Friday afternoon, RJ & I accompanied the East Valley youth group (from four churches) down to Tucson, to help some folks from Humane Borders refill water stations in the desert the next day. On Saturday we headed west from Tucson, into the desert, checking the levels of 8 water stations (they didn't need refilling -- which is itself suggestive of a number of explanations). These are a few of the dozens of stations placed all over southern Arizona to provide water to keep illegal immigrants from dying. As it is, almost 300 have died so far this year, but who knows how many lives were saved by the water stations. In the desert, the human body needs at least a gallon of water a day. If you can't keep up with the "coyote" (person who you pay to lead you across the border), you are left behind. Some stumble onto a highway and sit beside it, waiting to be picked up. Others wander for days until they collapse. In the summer, the heat can reach 120 Farenheit, in the winter (starting now, really), nighttime temperatures can dip below freezing. And the current afternoon humidity is in the teens, which sucks the moisture out of even healthy bodies. The wind picked up between 9:30 & 10 am, raising the dust, and accelerating dehydration.

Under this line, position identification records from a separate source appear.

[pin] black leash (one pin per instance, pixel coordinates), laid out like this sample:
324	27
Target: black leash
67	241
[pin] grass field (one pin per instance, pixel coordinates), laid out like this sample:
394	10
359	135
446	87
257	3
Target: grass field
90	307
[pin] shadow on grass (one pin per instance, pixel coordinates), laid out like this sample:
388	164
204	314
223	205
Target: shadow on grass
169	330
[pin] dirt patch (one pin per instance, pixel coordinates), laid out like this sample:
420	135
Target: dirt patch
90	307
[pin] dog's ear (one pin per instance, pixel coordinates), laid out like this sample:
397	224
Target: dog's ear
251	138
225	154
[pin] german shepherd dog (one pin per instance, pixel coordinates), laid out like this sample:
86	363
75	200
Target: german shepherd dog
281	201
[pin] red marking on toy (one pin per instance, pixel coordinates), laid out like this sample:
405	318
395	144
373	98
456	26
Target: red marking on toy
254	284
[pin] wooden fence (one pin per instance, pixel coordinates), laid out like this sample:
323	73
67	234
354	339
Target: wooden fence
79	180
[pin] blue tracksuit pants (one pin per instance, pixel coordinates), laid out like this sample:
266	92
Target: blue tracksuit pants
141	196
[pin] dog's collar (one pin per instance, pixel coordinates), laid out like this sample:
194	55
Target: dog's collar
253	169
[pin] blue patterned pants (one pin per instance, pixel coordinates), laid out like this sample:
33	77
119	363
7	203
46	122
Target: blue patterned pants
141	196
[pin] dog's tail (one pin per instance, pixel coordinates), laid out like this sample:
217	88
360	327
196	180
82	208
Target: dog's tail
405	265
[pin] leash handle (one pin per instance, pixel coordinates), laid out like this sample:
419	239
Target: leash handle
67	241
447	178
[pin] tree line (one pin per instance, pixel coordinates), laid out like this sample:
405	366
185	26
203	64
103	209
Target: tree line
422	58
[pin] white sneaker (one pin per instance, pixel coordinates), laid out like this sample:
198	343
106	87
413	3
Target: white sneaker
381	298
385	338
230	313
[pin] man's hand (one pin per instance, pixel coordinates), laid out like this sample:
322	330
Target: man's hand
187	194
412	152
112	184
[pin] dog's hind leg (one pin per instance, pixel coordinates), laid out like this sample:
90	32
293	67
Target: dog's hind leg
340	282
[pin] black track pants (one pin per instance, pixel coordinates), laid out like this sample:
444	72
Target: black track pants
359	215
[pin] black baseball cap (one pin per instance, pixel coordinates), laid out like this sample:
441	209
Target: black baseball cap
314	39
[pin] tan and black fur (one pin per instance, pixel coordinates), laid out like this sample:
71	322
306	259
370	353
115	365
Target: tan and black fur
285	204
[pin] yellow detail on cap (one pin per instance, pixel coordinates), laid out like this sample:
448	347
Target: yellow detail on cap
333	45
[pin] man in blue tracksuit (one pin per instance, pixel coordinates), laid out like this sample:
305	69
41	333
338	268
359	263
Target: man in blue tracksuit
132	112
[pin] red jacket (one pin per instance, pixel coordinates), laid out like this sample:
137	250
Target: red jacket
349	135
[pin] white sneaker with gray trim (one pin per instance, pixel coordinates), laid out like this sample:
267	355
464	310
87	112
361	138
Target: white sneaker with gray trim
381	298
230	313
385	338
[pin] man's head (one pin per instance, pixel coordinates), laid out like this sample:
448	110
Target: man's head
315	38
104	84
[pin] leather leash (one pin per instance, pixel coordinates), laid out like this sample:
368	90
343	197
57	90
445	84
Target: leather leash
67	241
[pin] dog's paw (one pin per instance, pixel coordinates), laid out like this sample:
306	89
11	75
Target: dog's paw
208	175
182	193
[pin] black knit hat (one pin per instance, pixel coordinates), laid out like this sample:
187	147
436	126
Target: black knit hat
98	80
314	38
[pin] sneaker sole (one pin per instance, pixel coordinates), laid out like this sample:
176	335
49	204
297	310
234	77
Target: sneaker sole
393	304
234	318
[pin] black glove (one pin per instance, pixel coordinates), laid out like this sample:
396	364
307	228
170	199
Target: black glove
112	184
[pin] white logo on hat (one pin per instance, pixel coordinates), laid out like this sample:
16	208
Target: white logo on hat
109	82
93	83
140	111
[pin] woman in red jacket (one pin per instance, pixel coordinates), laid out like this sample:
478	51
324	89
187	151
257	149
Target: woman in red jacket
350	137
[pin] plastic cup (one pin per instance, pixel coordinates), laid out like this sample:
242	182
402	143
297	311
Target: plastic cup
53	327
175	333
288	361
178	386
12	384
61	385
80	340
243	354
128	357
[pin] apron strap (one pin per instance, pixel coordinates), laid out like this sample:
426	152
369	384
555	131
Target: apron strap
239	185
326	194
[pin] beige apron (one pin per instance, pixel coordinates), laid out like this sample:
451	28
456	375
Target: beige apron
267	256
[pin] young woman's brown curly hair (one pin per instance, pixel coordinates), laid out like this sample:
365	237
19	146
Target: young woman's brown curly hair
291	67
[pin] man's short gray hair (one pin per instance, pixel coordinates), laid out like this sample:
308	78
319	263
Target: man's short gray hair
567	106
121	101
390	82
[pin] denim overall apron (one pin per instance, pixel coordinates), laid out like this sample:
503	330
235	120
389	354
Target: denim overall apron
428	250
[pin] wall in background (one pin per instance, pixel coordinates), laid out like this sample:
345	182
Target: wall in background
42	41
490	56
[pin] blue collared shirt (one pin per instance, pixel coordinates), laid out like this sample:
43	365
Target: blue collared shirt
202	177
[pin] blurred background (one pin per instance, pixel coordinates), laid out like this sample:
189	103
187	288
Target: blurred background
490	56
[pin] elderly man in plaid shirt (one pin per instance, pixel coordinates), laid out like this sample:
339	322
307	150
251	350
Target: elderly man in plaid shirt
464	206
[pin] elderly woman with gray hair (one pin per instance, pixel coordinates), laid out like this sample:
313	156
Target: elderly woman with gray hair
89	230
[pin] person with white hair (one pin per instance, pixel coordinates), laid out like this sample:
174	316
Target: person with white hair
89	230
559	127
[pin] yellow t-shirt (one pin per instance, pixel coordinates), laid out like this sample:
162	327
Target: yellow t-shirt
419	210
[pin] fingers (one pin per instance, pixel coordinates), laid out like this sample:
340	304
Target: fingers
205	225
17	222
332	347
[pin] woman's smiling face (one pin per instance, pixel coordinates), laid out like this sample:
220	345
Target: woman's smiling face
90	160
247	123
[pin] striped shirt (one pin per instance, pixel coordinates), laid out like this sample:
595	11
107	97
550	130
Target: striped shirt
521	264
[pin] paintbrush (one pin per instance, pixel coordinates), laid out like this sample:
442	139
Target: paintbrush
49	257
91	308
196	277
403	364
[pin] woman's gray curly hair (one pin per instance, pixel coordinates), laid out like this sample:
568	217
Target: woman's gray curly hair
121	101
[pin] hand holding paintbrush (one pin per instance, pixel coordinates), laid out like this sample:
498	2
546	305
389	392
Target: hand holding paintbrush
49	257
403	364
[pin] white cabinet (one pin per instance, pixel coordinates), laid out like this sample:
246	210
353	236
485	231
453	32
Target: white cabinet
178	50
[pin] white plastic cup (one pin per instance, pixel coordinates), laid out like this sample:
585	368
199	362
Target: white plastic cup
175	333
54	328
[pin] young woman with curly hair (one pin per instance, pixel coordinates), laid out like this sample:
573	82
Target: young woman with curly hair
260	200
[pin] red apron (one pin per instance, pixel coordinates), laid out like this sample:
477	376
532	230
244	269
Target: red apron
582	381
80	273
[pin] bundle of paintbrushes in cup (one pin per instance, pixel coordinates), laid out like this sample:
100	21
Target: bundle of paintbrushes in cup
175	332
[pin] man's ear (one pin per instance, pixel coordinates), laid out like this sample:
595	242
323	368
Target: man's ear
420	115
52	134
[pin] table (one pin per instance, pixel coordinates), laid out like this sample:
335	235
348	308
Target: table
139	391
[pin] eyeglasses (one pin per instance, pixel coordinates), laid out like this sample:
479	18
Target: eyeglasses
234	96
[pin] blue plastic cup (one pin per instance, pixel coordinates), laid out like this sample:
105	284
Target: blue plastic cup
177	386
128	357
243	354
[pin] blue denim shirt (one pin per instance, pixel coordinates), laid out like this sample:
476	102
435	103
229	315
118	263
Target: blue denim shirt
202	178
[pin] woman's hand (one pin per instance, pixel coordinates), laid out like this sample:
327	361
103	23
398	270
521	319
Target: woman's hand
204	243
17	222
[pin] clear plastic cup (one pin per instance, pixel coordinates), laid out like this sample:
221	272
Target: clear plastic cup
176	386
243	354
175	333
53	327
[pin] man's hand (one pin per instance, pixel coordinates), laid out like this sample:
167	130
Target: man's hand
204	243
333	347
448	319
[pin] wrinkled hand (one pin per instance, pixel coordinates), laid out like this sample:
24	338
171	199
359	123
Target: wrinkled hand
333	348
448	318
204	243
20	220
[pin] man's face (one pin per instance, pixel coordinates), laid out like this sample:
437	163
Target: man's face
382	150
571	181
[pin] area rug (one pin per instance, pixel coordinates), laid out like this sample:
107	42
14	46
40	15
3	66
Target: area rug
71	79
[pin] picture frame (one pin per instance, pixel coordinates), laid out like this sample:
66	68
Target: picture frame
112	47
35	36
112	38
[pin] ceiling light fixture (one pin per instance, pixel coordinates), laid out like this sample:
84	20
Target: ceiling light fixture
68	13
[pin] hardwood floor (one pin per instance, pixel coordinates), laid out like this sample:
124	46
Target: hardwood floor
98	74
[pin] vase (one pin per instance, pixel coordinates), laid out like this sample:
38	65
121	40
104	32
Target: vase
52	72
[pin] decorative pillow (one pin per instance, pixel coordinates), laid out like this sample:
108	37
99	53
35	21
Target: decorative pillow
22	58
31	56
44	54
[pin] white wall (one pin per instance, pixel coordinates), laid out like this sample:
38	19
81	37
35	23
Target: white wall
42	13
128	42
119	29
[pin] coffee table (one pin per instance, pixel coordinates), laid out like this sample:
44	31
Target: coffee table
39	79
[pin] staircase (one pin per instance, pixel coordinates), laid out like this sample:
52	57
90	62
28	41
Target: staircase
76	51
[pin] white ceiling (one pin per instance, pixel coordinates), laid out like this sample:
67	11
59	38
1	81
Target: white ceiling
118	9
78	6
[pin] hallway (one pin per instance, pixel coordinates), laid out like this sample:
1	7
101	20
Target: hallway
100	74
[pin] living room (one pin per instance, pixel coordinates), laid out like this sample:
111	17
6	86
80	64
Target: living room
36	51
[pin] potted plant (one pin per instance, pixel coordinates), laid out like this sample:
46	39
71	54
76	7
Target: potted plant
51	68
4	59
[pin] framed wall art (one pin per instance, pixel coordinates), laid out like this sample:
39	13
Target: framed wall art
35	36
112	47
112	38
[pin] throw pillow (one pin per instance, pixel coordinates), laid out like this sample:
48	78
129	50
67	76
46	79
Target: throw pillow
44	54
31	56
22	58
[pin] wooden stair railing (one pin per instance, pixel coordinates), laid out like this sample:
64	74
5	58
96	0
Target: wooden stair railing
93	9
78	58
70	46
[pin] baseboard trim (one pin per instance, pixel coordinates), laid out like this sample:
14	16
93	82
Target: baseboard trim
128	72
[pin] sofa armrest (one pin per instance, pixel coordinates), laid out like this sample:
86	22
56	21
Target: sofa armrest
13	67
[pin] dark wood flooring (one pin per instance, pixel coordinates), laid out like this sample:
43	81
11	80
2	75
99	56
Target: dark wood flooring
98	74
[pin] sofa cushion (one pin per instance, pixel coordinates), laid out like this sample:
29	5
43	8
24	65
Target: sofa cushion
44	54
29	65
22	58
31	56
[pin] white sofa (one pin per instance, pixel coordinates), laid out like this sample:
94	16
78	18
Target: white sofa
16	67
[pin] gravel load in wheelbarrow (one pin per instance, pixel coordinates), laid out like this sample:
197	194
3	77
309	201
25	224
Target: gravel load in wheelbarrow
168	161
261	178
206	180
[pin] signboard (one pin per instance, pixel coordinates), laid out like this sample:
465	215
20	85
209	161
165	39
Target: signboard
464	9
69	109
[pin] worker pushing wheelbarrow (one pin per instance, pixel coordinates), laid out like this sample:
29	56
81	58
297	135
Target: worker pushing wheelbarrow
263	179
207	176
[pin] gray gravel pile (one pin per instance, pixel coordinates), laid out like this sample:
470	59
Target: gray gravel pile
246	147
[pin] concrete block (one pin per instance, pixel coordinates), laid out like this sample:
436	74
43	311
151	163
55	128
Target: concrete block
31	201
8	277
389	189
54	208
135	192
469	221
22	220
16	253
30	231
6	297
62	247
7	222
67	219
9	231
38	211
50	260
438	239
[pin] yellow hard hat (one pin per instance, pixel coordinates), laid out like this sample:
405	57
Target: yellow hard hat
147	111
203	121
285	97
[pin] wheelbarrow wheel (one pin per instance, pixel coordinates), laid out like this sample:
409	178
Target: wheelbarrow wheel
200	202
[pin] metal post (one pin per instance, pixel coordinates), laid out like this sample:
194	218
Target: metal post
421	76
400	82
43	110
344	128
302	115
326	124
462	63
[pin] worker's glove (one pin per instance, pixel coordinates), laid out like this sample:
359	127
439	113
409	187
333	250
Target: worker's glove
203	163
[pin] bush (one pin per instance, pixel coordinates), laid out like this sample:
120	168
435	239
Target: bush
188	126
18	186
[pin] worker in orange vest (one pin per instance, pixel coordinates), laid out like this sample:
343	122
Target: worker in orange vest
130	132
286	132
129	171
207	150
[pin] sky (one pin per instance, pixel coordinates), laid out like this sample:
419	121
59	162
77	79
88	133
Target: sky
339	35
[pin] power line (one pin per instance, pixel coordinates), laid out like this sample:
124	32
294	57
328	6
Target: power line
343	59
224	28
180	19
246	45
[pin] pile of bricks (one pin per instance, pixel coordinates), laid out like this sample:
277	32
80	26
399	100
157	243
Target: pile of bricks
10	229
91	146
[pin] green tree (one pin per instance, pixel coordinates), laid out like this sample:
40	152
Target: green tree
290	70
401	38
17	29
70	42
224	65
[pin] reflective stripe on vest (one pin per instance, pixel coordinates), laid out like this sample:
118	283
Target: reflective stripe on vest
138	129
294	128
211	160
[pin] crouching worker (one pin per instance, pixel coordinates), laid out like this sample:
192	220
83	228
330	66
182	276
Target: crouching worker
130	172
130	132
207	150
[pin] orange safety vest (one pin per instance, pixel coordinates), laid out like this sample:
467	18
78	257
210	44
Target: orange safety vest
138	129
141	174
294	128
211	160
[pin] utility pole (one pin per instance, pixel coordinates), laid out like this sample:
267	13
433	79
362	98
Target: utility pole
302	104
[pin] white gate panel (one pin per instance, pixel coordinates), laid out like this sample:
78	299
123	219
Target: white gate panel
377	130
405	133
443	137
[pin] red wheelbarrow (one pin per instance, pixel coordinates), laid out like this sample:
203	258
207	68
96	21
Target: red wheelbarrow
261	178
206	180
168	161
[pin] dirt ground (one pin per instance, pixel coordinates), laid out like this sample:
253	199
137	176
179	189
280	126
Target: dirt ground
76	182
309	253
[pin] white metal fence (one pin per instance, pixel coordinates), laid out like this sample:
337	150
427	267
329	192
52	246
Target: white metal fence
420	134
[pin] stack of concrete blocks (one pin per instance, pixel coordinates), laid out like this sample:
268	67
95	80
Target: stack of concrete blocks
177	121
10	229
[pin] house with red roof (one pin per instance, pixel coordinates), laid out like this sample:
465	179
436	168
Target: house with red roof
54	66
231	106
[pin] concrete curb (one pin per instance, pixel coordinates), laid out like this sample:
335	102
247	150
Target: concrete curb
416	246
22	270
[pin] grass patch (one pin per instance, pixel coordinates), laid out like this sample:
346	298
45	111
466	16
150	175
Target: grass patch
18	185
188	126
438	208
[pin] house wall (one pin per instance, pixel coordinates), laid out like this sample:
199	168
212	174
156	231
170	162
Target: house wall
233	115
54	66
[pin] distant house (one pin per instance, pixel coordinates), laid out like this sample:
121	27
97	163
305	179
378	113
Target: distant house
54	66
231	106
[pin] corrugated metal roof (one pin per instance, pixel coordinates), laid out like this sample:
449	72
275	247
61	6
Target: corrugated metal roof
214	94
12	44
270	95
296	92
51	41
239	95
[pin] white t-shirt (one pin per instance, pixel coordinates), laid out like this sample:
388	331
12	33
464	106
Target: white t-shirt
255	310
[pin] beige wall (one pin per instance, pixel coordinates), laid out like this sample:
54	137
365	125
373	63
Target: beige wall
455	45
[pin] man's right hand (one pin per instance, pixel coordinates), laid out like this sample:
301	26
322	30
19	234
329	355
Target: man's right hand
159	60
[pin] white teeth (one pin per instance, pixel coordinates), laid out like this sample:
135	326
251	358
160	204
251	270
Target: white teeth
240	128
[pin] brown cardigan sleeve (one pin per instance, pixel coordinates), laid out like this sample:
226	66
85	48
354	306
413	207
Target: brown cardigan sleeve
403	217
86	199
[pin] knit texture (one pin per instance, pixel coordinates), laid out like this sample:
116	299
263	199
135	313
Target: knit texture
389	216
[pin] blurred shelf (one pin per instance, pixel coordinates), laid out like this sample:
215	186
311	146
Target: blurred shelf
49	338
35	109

So, in order to try to reduce the deaths of those who are coming over the border anyway, and specifically as an act of Christian love, the Humane Borders group (and others) started setting up barrels of water along the most-traveled desert routes taken by the immigrants. With the erection of the fence along the border in the past few years, the route has shifted to even more forbidding terrain. The picture here shows one of the less difficult places where water was set up -- and it was 15 minutes away by car from the nearest even semi-graded road.

The stations have two barrels (obtained from the Coca-Cola company), which have a spigot at one end, and a blue flag on a 40-foot pole (you can see the pole in the picture, but not the flag). Why blue? Because it is the easiest to see against the desert terrain & vegetation. Sometimes there is a barrel for trash as well. At another location, we cleaned up some trash left behind in an arroyo, including various plastic bottles, a Bit-O-Honey wrapper, and also a hat, a jacket, and a backpack semi-buried in the dirt (which tells that they had been there for a while) -- all the time keeping a lookout for snakes, and prying up the debris with a long stick before picking it up and dropping it in a trash bag. At the final water station we checked, we held hands in a circle and prayed for all those who traveled the desert, that these stations would preserve their lives.

Chances are that at one or more of the water stations, we were observed by immigrant travelers who were hiding in the brush.

You'll notice vegetation in the picture. The Sonoran Desert is a semi-arid desert, which means that it is not just vast expanses of sand, but has all sorts of trees, bushes, cacti, underbrush, and even grass -- and most of 'em with thorns. We drove over dirt roads, some of which were scarred by runoff ruts, while others had sand or dust several inches thick -- kind of like driving through loose snow, with all of its lovely worries. If you weren't the lead vehicle, you learned to keep the windows closed, lest you breath (& wear!) a bit of Arizona dust.

On the way back to Tucson, our caravan passed through a Border Patrol checkpoint. We were told by the Humane Borders worker Lance to lower our windows as we approached the agents. They looked in each vehicle while a drug-sniffing dog and its handler circled it, and asked if we were all U.S. citizens. When we said we were, the waved us on with a "have a nice day."

Did our act encourage illegal immigration? How can it? They are not coming over for the water. We were simply trying to save the lives of those who were already here. The presence or absence of the water stations in no way affects governmental policies or numbers of human beings coming to the U.S. But it is definitely intended to reduce the numbers of deaths in the desert.

That's why we went, and that's why I'll go again.